3. Gren was a warrior, a comrade-in-arms of Vicious. While there are many characters in the Bebop universe who bring up questions of sacrifice – Rocco from “Waltz for Venus” gladly gives up everything for his sister, and Vincent from the movie raises all sorts of issues – Gren’s question might be the most pertinent. In terms of “dreams” and “working with people every day,” Vicious gives a crude but effective answer of sorts. Why believe anything when one can take power, and let others sit deluded with notions of honor or duty? Vicious seems to transcend the problem, even as he appears petty and barbaric throughout the story. Lin, ordered to accompany him by the Red Dragon, takes a bullet for him and saves him from Gren. Vicious’ explanation that Lin was only protecting the honor of the Red Dragon – an explanation Spike doesn’t buy – makes perfect sense when first heard.

Vicious can’t account for sacrifice, but that flaw in his logic does not seem like much of a flaw when our usual scheme is “work hard, achieve something.” One has to see Lin as the old Gren to understand whether or not Vicious is correct. Gren confesses that he trusted Vicious, believed in Vicious. They fought together, and Gren says he even looked up to Vicious. Gren could not believe he would be betrayed so badly.

Does that mean Lin is a fool for protecting Vicious on behalf of a crime syndicate? We know that Spike had and has friends who are mobsters (including Lin), and that not every gangster is as nihilistic or murderous as Vicious. And in a world much like the Wild West, the crime syndicates might be the best chance for law and order in some areas. Lin acts honorably but seemingly mindlessly. He shoots Spike with a tranquilizer bullet, perhaps remembering some kinship the two had. He gets in the way of every confrontation Vicious has, acting as a guardian of sorts. Perhaps Lin understands “home” as something that watches over one, and his notion of honor and duty to a crime syndicate is based on that. We can’t read too much into Lin, we don’t see enough of his motivation.

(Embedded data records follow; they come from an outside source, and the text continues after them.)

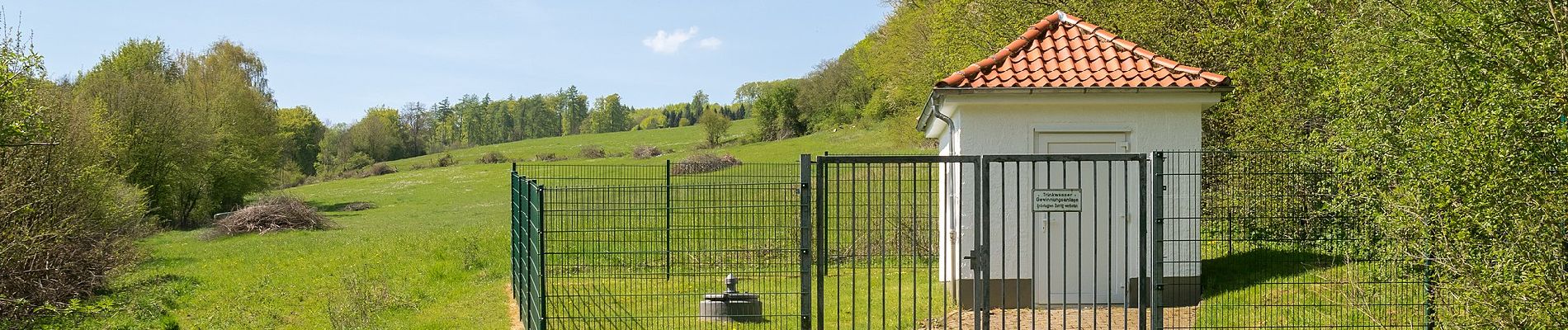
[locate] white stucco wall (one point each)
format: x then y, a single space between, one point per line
989 124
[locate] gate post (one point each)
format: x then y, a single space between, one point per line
980 258
670 258
805 241
822 239
1158 237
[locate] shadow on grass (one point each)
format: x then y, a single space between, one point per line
1239 271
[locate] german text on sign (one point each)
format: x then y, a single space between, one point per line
1059 200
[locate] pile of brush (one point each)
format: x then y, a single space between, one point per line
272 213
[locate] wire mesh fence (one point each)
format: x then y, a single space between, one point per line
1269 251
640 246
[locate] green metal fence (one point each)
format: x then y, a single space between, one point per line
527 254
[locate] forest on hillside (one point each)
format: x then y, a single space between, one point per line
1444 120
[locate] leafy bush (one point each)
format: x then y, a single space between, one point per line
272 213
446 160
703 163
548 157
66 218
643 152
378 169
493 158
592 152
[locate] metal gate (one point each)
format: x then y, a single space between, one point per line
989 241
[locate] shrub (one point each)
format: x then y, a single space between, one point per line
493 158
446 160
643 152
358 162
703 163
592 152
714 125
378 169
272 213
548 157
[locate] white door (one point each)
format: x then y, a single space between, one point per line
1085 252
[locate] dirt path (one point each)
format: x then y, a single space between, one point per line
513 312
1087 318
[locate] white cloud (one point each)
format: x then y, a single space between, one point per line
709 43
668 43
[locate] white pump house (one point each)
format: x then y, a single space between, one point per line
1066 87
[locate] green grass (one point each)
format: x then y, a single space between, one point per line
432 255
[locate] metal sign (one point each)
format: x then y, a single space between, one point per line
1059 200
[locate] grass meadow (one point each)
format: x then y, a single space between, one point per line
435 252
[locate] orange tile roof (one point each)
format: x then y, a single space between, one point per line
1066 52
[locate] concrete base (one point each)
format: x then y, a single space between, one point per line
1004 293
1019 293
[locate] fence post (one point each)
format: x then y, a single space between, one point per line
982 254
822 239
1144 243
1432 293
805 241
1158 237
668 210
545 310
517 238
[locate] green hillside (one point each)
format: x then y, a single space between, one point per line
432 255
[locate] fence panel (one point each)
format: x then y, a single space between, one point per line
640 246
1269 254
527 270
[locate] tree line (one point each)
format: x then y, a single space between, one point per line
421 129
157 138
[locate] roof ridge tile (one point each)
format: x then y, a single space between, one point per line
1064 43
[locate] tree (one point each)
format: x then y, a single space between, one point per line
301 134
418 124
376 134
716 125
609 115
777 113
573 108
68 219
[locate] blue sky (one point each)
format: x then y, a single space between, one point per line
344 57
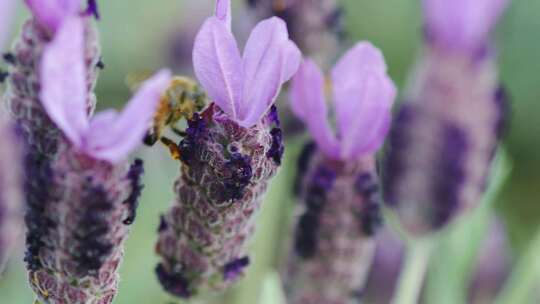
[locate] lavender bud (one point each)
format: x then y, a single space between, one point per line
446 133
316 26
225 172
78 220
333 240
24 83
10 190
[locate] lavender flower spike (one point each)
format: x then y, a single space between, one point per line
229 154
337 182
24 82
11 201
446 133
88 192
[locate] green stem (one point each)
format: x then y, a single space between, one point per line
523 279
412 274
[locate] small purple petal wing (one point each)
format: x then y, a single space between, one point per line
217 64
308 103
63 92
113 136
7 12
269 60
51 13
223 12
363 96
461 24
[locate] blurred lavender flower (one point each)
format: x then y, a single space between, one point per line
493 266
88 193
229 154
10 189
315 25
25 81
445 134
387 263
338 184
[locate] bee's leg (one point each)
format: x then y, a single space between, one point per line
173 147
178 132
150 138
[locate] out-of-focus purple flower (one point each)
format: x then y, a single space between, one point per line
363 95
461 24
447 131
493 265
11 196
337 183
109 135
82 200
244 87
7 12
229 154
51 13
384 272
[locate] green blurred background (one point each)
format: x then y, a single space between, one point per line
136 36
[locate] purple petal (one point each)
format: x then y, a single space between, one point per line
223 12
462 24
113 136
63 91
217 64
363 96
269 60
51 13
7 12
308 103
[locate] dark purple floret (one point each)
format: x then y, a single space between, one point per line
9 58
448 179
92 246
194 134
173 282
398 144
38 182
232 269
162 224
134 175
303 163
277 148
93 9
305 242
238 177
503 106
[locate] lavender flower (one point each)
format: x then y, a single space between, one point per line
229 154
87 194
337 183
10 189
25 81
315 25
446 133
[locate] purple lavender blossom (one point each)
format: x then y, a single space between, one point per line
337 183
7 11
228 155
25 81
11 201
315 25
446 133
87 193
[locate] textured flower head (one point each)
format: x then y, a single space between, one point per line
7 10
244 87
108 135
461 24
363 95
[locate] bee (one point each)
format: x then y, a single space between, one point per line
182 98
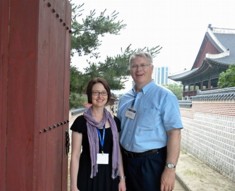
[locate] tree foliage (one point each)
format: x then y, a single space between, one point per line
86 39
227 78
86 33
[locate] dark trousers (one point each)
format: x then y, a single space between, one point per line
143 173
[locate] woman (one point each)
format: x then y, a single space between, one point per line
98 167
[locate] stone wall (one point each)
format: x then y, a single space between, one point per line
209 129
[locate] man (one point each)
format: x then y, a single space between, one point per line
150 133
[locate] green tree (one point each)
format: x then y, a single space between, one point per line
227 78
86 38
176 89
86 32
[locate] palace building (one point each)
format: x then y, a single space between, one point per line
216 54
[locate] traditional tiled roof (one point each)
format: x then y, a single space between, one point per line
215 95
224 42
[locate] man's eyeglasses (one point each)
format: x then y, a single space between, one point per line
96 93
141 66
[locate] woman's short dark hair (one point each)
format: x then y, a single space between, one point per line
94 81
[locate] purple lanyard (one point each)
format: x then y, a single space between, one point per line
101 138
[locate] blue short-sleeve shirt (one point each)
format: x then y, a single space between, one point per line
157 111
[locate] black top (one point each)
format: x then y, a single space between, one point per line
103 180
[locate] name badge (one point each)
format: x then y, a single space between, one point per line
102 158
130 113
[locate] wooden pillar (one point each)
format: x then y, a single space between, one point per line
34 89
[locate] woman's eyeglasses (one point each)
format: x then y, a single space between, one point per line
96 93
141 66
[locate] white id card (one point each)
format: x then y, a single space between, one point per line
102 158
130 113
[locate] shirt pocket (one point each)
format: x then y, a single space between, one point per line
149 118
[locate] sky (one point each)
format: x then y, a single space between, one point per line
178 26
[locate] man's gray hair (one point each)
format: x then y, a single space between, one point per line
141 54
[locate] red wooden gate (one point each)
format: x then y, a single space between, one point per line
34 94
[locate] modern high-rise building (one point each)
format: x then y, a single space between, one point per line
160 75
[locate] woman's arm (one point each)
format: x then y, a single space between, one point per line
75 157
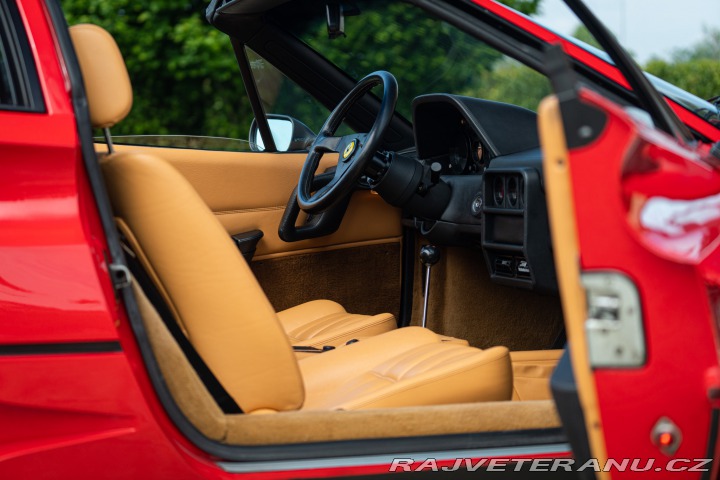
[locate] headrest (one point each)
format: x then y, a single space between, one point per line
107 83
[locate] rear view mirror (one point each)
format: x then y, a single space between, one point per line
289 134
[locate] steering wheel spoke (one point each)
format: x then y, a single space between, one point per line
323 144
354 151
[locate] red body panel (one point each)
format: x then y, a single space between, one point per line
681 347
595 63
96 415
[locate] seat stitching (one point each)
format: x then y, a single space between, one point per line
452 373
350 332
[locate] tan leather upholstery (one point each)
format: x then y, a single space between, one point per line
107 83
233 327
531 373
324 322
406 367
109 93
321 426
219 304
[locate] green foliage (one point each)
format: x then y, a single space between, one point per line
512 82
584 35
707 49
700 77
186 81
184 74
695 69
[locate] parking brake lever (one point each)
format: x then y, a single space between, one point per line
429 256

We do know that he seems to resemble Gren in a way, in that he fights with Vicious but keeps his humanity in the fighting. We also know Spike thinks Lin died for Vicious, and that there is probably a principle to association which Vicious is blind to. Given that Spike worked in the same circles as Vicious and Lin, we have to take his opinion seriously. (In fact, perhaps one reason Spike gets into fairly fierce arguments with Jet is that Spike can’t ever come entirely clean about his past to a former cop.)

4. But what is it about association that itself has a principle? Lin and the old Gren can’t articulate the question, let alone an answer. And Spike is still searching a bit too hard for Julia: his first question to a dying Gren is about Julia. He needs to see blood coughed up in order to realize Gren’s condition.

The new Gren sets up the drug deal with Vicious purposely just to ask Vicious why he was betrayed. There’s revenge involved, of course, but the question is very real for Gren. His last wish is to be placed in his ship and sent toward Titan, where he and Vicious fought together. Gren’s whole concern is whether fraternity is real. He gets two answers: one from Lin, which we have discussed, and one from Spike.

Spike saves Gren from one of Vicious’ missiles, and even while in a stupor about Julia, breaks off chasing Vicious in order to tend to Gren. Association seems to be about making caring for others a habit. It isn’t ironic, but necessary, that given Gren’s concerns he is sent off by a stranger whom he already knows. “Home” finds itself rooted in association. Lin’s thoughtlessness about the Red Dragon may not be sensible, but it makes perfect sense.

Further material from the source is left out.